Sitka Tribe to collaborate with neighboring national park
SITKA NATIONAL HISTORICAL PARK, Alaska – The Sitka Tribe of Alaska is working with the National Park Service on negotiations for collaborations between the two at the Sitka National Historical Park. KTOO reported that some programs at the park, such as historical interpretations, may be under management of the tribe if the collaboration is approved. Neither entities have spelled out specifics.
Agua Caliente Band looking at third casino
CATHEDRAL CITY, Calif. – The Agua Caliente Band of California has started the process to build an off-reservation casino, its third gaming facility, in Cathedral City, Calif. A land-into-trust application has been filed by the tribe for the 13-acre site which is contiguous to their reservation. “…in total, we’re going to have a 125,000 square foot facility a stone’s throw from downtown,” Stone James, Cathedral City director of economic development, told KMIR-NBC. “There is so much going on in downtown right now, the casino is going to be, in my opinion, in our opinion, another invaluable catalyst.” It was reported that the planned casino would occupy 65,000 square feet of space with another 60,000 square feet dedicated to retail space. The BIA is currently taking comments on the land-into-trust application until Jan. 29.

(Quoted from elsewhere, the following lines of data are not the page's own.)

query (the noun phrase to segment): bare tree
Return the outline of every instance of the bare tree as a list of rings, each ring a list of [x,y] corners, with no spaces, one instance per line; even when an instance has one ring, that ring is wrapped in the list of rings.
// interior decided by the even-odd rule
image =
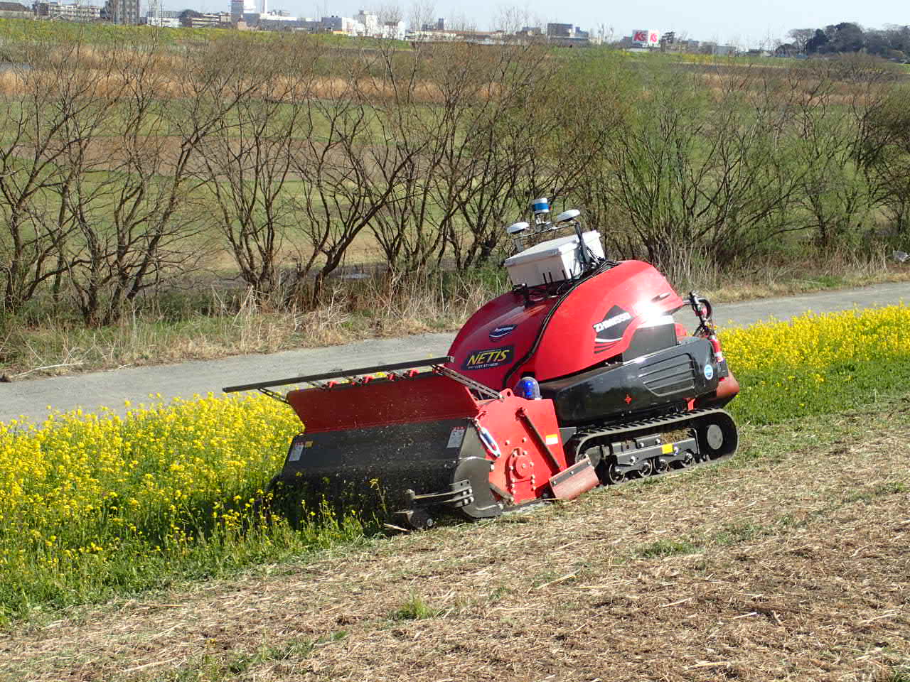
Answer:
[[[22,47],[15,92],[0,106],[0,276],[15,312],[48,281],[58,291],[74,225],[56,192],[74,180],[67,163],[86,152],[101,115],[100,87],[78,43]]]
[[[194,243],[206,226],[196,200],[206,177],[196,160],[255,89],[234,86],[241,49],[225,41],[174,57],[153,41],[106,55],[119,88],[109,125],[116,148],[105,163],[86,166],[86,181],[65,196],[85,245],[72,250],[68,273],[88,324],[117,319],[143,291],[185,272],[204,252]]]
[[[349,51],[349,53],[350,51]],[[331,99],[311,99],[308,129],[294,167],[302,181],[295,202],[312,250],[297,267],[298,290],[315,273],[310,300],[343,262],[354,240],[407,192],[426,140],[407,138],[415,114],[416,68],[396,67],[391,45],[349,54],[348,77]],[[404,189],[403,189],[404,187]]]
[[[278,287],[281,251],[296,226],[294,157],[314,132],[305,114],[321,54],[312,41],[294,37],[248,57],[228,85],[245,94],[200,147],[217,225],[240,276],[265,296]]]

Woman sentenced for embezzling from Skagway Traditional Council
SKAGWAY, Alaska – Delia Commander, of Oregon, pleaded guilty to embezzling $300,000 from the Skagway Traditional Council. She was sentenced to 18 months in prison and $297,731 in restitution during a hearing on Wednesday, Jan. 24 according to a report from KHNS – Haines. “The defendant plead guilty to embezzling $300,000, which is the equivalent of two full years of operating budget,” Assistant U.S. Attorney Aunnie Steward told KHNS. According to the report, Commander served as Skagway tribal administrator from 2008-14 and had many fiscal responsibilities including managing grants and contracts. She resigned three years ago when the Council asked for documentation on various financial issues.

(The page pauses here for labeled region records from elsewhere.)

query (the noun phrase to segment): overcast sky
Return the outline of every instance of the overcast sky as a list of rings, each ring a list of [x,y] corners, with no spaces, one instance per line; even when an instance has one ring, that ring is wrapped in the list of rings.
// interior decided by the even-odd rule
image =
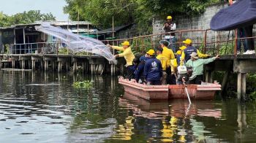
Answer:
[[[14,15],[29,10],[40,10],[42,13],[51,12],[57,20],[67,20],[68,15],[63,12],[65,0],[0,0],[0,11]]]

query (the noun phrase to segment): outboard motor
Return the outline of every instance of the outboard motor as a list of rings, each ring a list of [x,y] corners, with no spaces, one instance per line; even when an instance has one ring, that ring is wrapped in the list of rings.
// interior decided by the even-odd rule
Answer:
[[[187,69],[188,69],[185,66],[178,66],[177,85],[183,85],[184,82],[186,83],[187,81],[189,81],[189,77]]]

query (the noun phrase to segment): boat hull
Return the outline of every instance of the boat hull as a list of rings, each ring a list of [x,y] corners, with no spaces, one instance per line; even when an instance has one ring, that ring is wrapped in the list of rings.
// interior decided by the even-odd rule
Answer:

Native American Indian Lobby Day held at Washington capitol
OLYMPIA, Wash. – Over 100 activists from various Washington tribes gathered for the 8th Annual Native American Indian Lobby Day at the state legislative building in Olympia on Tuesday, Jan. 23. Elizabeth Satiacum, co-creator the event and a member of the Puyallup Tribe of Washington, told the Peninsula Daily News, “We started the lobby day because there was no representation at the Capitol for us.” It was reported there are currently 32 different bills in the Washington legislature dealing with tribal issues from salmon to child welfare to missing and murdered Indigenous women. Washington State Sen. Sam Hunt (D-Olympia) was quoted by the Daily News as telling the crowd, “You can control and change and determine what happens in this building. But, only if you vote.”
Tribal Supreme Court Project receives $600K grant
WASHINGTON – The Tribal Supreme Court Project has been awarded a $600,000 grant from the San Manuel Band of Mission Indians (Calif.). Indianz.com reports that the funds will help the Native American Rights Fund (NARF) and the National Congress of American Indians “monitor, coordinate, and advocate for tribal interests before the highest court in the land” over a three-year period. NARF Senior Attorney Joel Williams (Cherokee Nation), told INdianz.com, “The Tribal Supreme Court Project is based on the principle that effective tribal advocacy before the Supreme Court must be built on a coordinated and structured approach. NARF is honored to coordinate efforts and provide case review and analysis that has the potential for wide-reaching impacts in Indian Country.”